Ему женскими слезами, что серпом по сердцу. Во всем его война сделала непоколебимым да жестким, но против женских слез Тимофей бессилен.
– Так ты сам, – всхлипывает Валентина, утираясь черным носовым платком. – Ты же и сам за трактор нередко садишься. Тихонечко пожнешь, никто и не узнает. Ты ж с Гришкой моим до войны дружил. Неужто забыл? Самогоночку вместе попивали. На свадьбе нашей гулял. Помнишь ли? Неужто Гришка бы твою семью оставил, коли случилось что? Как думаешь, оставил бы? А я тебе скажу: не оставил.
Знает Валентина, на что давить. С Гришкой и впрямь хорошо дружили, не крепко, но хорошо. На свадьбе, правда, тогда вся деревня гуляла: и друзья и недруги – тут уж так заведено.
Махнул рукой Тимофей Палыч. Разжалобили его слезы Валентиновы.
На следующий день с утра пораньше, еще только-только светать начало, убрал все ее поле. И в самом деле быстро управился: минут за пять – не больше. Поле-то поле, так, одно название.
На следующий день пришли за Тимофеем Палычем. Двое. Показали корочки.
– Собирайтесь, – говорят.
– Куда? – Спрашивает Тимофей Палыч.
Ольга поняла все быстрее мужа: сразу в слезы.
– Не кричите, гражданочка. Разговаривать мешаете, – сказали ей двое.
– Куда меня? – Повторил Тимофей Павлович.
– Под суд, – отвечали двое.
– За что? – Только и сумел выдавить Тимофей Палыч.

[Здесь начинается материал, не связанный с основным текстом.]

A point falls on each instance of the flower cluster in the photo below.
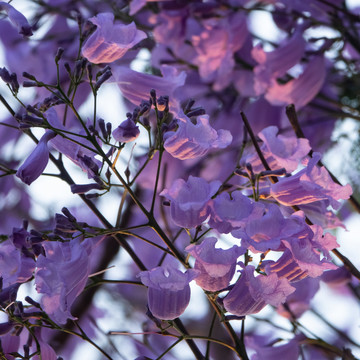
(189, 146)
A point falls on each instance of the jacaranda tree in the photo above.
(209, 188)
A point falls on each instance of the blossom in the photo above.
(169, 290)
(189, 201)
(283, 151)
(127, 131)
(110, 41)
(191, 141)
(267, 232)
(274, 64)
(302, 90)
(311, 184)
(136, 86)
(215, 46)
(16, 18)
(251, 294)
(230, 213)
(216, 265)
(36, 163)
(15, 267)
(61, 276)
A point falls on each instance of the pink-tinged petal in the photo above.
(189, 201)
(136, 86)
(287, 151)
(36, 163)
(216, 265)
(251, 294)
(310, 185)
(302, 90)
(169, 290)
(228, 214)
(16, 18)
(110, 41)
(274, 64)
(61, 276)
(191, 141)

А сам, конечно, уже догадался за что. Неужели в деревне стукач завелся? Вот ведь как: трудишься-трудишься… Да что там «трудишься»! Ты же с этими людьми вот так – бок-о-бок – живешь. Здороваешься с каждым, каждому улыбаешься, с праздниками поздравляешь, на свадьбы, крестины и похороны ходишь. Ты же каждого в лицо знаешь! Видать, плохо по этим лицам читать научился: скрыли всю червоточинку людскую натянутые улыбки. И кто же тот деревенский Иуда?
– За нерациональное использование государственный ресурсов, – отвечали двое.
Вот как поле «на пять минут работы» встало. Боком.
Допрашивали Тимофея Палыча долго. Полгода. О допросе не велели говорить никому. Так он и унес его в могилу. Даже в сонном бреду не выдал.
Через полгода вернулся в Новинки. Худой. Серый. Хмурый. Неразговорчивый. Не председатель. На людей волком смотрел: кому теперь доверять после такого?
С тех пор он ничего людям – все в семью. Да и не так просто прокормить тринадцать ртов, да еще и жену, и себя самого. А вытащил же! Всех вытащил. Все тринадцать детей и с болезнями справились, и с голодом.
Мишка, правда, все вспоминал страшную картину, как лежит отец посреди кухни на деревянном полу, скрючившись от боли, живот опух от голода: сам ни крошки не ел – все жене и детям. Еле в чувства привели, еле откормили.
Гармонист
Вернулась баба Маша в Пучнино лишь затемно. Встала на развилке: вот дома родные, знакомые. Многие уже подкосила старость и отсутствие жителей, но в некоторых-то все еще живут!
Живут. Печки топят. Радио слушают. Пироги пекут.